The Student News Site of Texas State University

The University Star

The Student News Site of Texas State University

The University Star

Icarus-1: Students work to launch Texas State’s first low earth-orbiting satellite


Four members from Society for Space Exploration (SSE) fill up a big white weather balloon on the roof of the Supple Science Building, Saturday, Aug. 29, 2020, at Texas State University. This experiment was known as Icarus-1 and was the first step in SSE’s mission of building a low earth-orbiting satellite.

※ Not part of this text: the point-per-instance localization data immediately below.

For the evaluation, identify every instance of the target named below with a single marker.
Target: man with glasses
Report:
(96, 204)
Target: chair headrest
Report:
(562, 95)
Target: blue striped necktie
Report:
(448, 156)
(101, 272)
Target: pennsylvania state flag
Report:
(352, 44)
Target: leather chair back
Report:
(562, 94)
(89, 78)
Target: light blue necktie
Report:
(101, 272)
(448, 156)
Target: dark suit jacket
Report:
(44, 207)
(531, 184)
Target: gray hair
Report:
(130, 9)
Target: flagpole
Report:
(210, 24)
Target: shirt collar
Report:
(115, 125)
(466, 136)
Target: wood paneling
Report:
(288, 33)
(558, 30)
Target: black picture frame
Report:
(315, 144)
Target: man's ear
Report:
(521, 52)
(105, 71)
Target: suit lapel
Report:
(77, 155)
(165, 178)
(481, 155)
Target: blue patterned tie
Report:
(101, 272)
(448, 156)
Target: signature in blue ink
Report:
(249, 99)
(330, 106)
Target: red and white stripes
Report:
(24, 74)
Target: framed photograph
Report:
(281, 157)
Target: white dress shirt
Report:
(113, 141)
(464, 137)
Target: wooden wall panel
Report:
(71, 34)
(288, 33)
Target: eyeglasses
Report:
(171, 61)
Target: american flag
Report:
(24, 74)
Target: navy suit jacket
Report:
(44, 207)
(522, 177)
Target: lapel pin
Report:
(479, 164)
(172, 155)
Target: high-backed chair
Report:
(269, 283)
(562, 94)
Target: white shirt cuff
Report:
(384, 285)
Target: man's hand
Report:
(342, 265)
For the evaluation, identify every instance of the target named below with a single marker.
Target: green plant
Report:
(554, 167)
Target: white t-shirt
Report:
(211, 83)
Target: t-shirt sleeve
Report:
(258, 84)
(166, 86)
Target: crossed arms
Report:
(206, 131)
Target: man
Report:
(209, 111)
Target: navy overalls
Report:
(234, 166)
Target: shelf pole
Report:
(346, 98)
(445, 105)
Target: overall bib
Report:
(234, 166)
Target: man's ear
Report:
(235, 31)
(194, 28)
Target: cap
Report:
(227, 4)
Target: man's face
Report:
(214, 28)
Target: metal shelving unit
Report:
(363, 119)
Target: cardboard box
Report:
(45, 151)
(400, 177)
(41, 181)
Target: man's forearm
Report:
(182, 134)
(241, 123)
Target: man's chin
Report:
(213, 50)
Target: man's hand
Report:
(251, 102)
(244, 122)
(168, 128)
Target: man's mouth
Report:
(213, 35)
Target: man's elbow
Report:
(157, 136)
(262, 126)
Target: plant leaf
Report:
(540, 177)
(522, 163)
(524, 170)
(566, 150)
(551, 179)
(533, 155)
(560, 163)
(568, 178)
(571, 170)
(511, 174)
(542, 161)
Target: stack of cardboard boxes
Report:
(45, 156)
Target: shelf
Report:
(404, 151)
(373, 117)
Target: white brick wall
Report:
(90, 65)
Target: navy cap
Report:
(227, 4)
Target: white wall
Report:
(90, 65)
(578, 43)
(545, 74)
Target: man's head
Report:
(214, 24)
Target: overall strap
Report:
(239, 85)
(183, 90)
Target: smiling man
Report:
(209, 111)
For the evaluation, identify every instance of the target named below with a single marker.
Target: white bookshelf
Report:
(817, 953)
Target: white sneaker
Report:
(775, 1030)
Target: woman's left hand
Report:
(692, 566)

On the energetic morning of Aug. 29, a team of scientists stood on top of Texas State’s Supple Science Building, ready to complete the first step toward building the university’s first low earth-orbiting satellite. It was not the view Neil Armstrong and Buzz Aldrin experienced on the moon or that of astronauts on the International Space Station, but for the team, it was close enough. 
The build-up to launching Icarus-1 felt like forever. The idea of the project stemmed from Evan Jellison, a physics senior and co-founder/co-president of SSE who, at the time, was looking for a way to gain research experience before applying to graduate school.
He went to one of his trusted professors, Dr. Blagoy Rangelov, a professor in the Department of Physics and the academic advisor for SSE, and asked him about any potential research projects. Rangelov revealed he wanted to build a satellite.
“Satellites are not easy to build, launch and operate,” Jellison said. “So we’ve kinda been involved in a series of projects leading up toward us launching our own satellite.”
Icarus-1 is the first of the series and named after the character in Greek mythology, Icarus, who flew so close to the sun that his wings, which were made out of feathers and wax, melted.
The mission involves the team using a weather balloon designed to pop under pressure and a small parachute to bring it down safely. The balloon also carries tracking devices, safety features, a GoPro camera, a styrofoam block containing a computer, sensors and a muon detector. 
Jellison says the first goal of the project was to gain overall experience and work toward efficiency. The second was to use a muon detector to count the number of muons—which are similar to electrons but are about 207 times the mass—that passes through the detector itself as the balloon rises to see how good the atmosphere is at blocking them.
Before the mission could commence, the muon detector snapped, meaning no data was collected and a few tracking devices failed to work. However, the team carried on and counted these setbacks as learning tools. 
“There’s always trial and error and things won’t go totally to schedule, but we still made it happen at the end of the day,” said Kelly Stephenson, an electrical engineering senior and fellow co-founder/co-president of SSE. 
The balloon was expected to travel straight north but instead went west, covering a horizontal distance of about 20 miles over to New Braunfels. Jellison says the balloon was only expected to go about 70,000 feet up in the air, but to the team’s astonishment, was last recorded to have reached 88,000 feet. 
During the mission, the balloon also hit an altitude so high the team was unable to receive data, leaving them in the dark for an hour filled with suspense and worry that all their hard work had been reduced to a plummeted balloon. Nevertheless, the signal came back and the balloon made its way back down to Earth. 
The tracking team, tracking the balloon in a car, proceeded to trek through bushes and even barbed wire to track down the fallen balloon. Stephenson says she was left with scars from the journey that led them to find the balloon lying out of reach in a tree. Eventually, a neighbor lent them a ladder so the balloon could be retrieved, which concluded the start of the much larger mission.
Rangelov says he was proud to see his students execute such a cool project. He says he seeks to find a balance that allows students to take charge while also supporting them. 
“It was amazing,” Rangelov said. “Especially during the launch, you can see how everyone was excited, but even before that when we started planning the mission you can see all the engaging discussions.”
SSE is a relatively new organization and was an idea created around the same time as Icarus-1. Both Jellison and Stephenson were eager to have leadership and create hands-on projects. 
“We are not like a usual or normal organization; we are way more hands-on,” Stephenson said. 
SSE is open to students of all majors and grade levels, as well as graduate students. Jellison says everyone can do physics and that anyone interested in space is more than welcome to join the team. 
“I don’t think that your major defines what you know and what you can know,” Jellison said. “I wouldn’t want to miss out on anyone joining our organization.”
SSE plans on launching another balloon next semester and hopes to then begin building a ground control antenna.
For more information about SSE visit its Facebook or email [email protected].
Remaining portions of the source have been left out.